Diarization Tutorial on VoxConverse v2
If you meet any problems when going through this tutorial, please feel free to ask in github issues. Thanks for any kind of feedback.
First Experiment
Speaker diarization is a typical downstream task of applying the well-learnt speaker embedding.
Here we introduce our diarization recipe examples/voxconverse/v2/run.sh
on the Voxconverse 2020 dataset.
Note that we provide two recipes: v1 and v2. Their only difference is that in v2, we split the Fbank extraction, embedding extraction and clustering modules to different stages.
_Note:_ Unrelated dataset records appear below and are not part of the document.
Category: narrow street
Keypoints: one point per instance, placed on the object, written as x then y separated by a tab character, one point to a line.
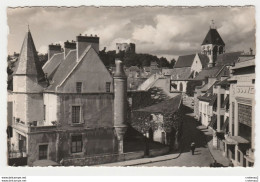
192	132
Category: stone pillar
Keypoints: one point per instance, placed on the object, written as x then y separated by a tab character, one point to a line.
215	139
120	104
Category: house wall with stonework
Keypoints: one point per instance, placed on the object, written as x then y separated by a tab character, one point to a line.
94	142
96	110
51	104
91	72
41	138
28	107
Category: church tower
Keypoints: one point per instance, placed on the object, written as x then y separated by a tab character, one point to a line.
212	45
28	83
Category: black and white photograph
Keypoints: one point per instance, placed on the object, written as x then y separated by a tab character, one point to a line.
130	87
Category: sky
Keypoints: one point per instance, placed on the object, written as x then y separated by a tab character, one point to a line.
161	31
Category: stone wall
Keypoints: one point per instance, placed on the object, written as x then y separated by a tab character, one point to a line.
96	110
110	158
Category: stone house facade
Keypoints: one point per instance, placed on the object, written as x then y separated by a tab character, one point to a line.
67	109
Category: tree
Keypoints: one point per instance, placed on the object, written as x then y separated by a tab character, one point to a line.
191	87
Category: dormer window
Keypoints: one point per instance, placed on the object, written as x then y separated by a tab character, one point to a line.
79	87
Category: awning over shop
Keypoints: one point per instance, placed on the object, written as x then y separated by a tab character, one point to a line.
168	106
225	102
213	100
45	163
225	124
213	122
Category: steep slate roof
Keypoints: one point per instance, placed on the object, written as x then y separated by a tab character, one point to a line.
181	73
185	61
213	37
51	65
209	72
28	62
63	70
204	59
228	58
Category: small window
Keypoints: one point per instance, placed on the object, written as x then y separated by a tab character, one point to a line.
108	86
75	114
44	112
79	87
43	151
76	144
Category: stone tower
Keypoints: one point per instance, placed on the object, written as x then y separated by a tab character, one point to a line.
212	45
28	83
120	103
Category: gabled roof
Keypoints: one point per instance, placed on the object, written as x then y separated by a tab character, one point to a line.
181	73
63	70
204	59
228	58
224	82
213	37
51	65
133	68
167	71
209	72
185	61
28	62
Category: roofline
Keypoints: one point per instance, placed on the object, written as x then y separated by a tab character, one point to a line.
51	59
78	61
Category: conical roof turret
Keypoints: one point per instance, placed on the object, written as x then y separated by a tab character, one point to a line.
28	62
213	37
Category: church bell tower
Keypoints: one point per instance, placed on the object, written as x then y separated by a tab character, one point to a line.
212	45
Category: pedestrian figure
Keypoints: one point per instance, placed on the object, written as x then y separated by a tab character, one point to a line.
214	164
192	147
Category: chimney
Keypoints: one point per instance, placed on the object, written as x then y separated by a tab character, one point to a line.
53	49
84	41
68	46
120	103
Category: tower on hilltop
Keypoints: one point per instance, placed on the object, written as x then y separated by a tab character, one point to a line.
212	45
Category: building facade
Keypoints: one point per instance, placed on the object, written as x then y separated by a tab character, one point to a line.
240	142
125	47
71	113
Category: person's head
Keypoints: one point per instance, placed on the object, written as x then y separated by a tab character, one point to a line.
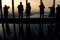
20	3
5	5
28	4
58	5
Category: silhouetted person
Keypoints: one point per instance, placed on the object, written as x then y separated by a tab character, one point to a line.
7	29
28	33
57	24
6	16
42	9
0	37
20	10
52	11
6	11
28	10
58	11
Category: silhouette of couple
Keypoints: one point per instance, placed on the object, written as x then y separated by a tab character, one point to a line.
20	10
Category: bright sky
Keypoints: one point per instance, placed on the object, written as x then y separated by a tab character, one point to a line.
34	3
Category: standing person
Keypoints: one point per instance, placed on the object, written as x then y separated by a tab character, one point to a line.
20	9
6	11
42	9
58	11
6	16
28	10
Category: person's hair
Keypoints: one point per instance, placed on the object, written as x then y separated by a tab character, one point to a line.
20	2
We recommend newcomers to follow the v2 recipe and run it stage by stage and check the result to better understand the whole process.
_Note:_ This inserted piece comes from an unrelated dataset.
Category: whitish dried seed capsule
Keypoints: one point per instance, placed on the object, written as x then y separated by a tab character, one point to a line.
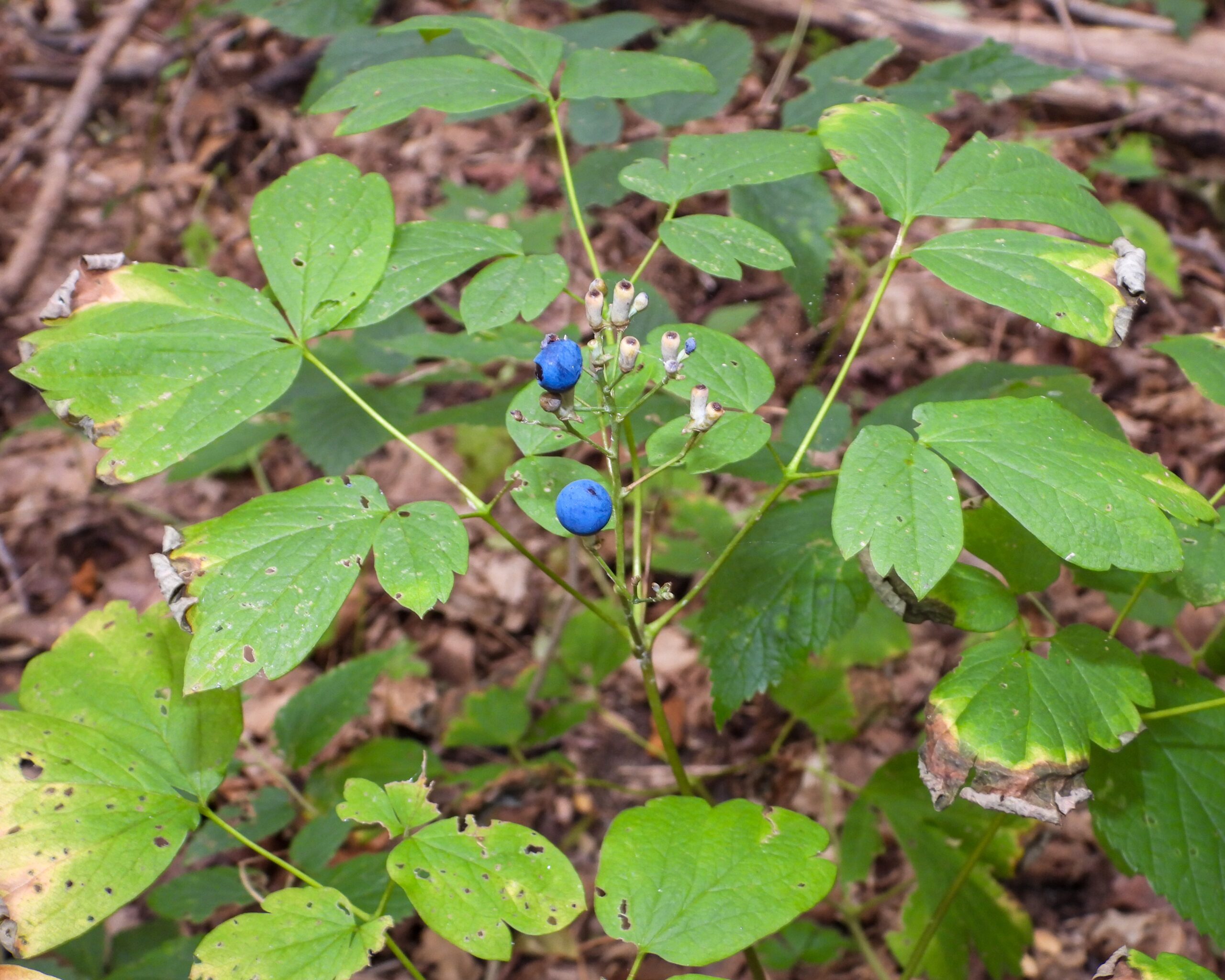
629	353
594	303
623	298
cd examples/voxconverse/v2/
bash run.sh --stage 1 --stop_stage 1
bash run.sh --stage 2 --stop_stage 2
bash run.sh --stage 3 --stop_stage 3
bash run.sh --stage 4 --stop_stage 4
bash run.sh --stage 5 --stop_stage 5
bash run.sh --stage 6 --stop_stage 6
bash run.sh --stage 7 --stop_stage 7
bash run.sh --stage 8 --stop_stage 8
Stage 1: Download Prerequisites
if [ ${stage} -le 1 ] && [ ${stop_stage} -ge 1 ]; then
mkdir -p external_tools
# [1] Download evaluation toolkit
wget -c https://github.com/usnistgov/SCTK/archive/refs/tags/v2.4.12.zip -O external_tools/SCTK-v2.4.12.zip
unzip -o external_tools/SCTK-v2.4.12.zip -d external_tools
# [2] Download voice activity detection model pretrained by Silero Team
wget -c https://github.com/snakers4/silero-vad/archive/refs/tags/v3.1.zip -O external_tools/silero-vad-v3.1.zip
unzip -o external_tools/silero-vad-v3.1.zip -d external_tools
# [3] Download ResNet34 speaker model pretrained by WeSpeaker Team
mkdir -p pretrained_models
wget -c https://wespeaker-1256283475.cos.ap-shanghai.myqcloud.com/models/voxceleb/voxceleb_resnet34_LM.onnx -O pretrained_models/voxceleb_resnet34_LM.onnx
fi
Download three Prerequisites:
the evaluation toolkit SCTK: Compute the DER metric
the open-source VAD model pre-trained by silero-vad: Remove the silence in audio
the pre-trained ResNet34 model: Extract the speaker embeddings
When finishing this stage, you will get two new dirs:
external_tools
SCTK-v2.4.12.zip
SCTK-v2.4.12
silero-vad-v3.1.zip
silero-vad-v3.1
pretrained_models
voxceleb_resnet34_LM.onnx
Stage 2: Download and Prepare Data
if [ ${stage} -le 2 ] && [ ${stop_stage} -ge 2 ]; then
mkdir -p data
# Download annotations for dev and test sets (version 0.0.3)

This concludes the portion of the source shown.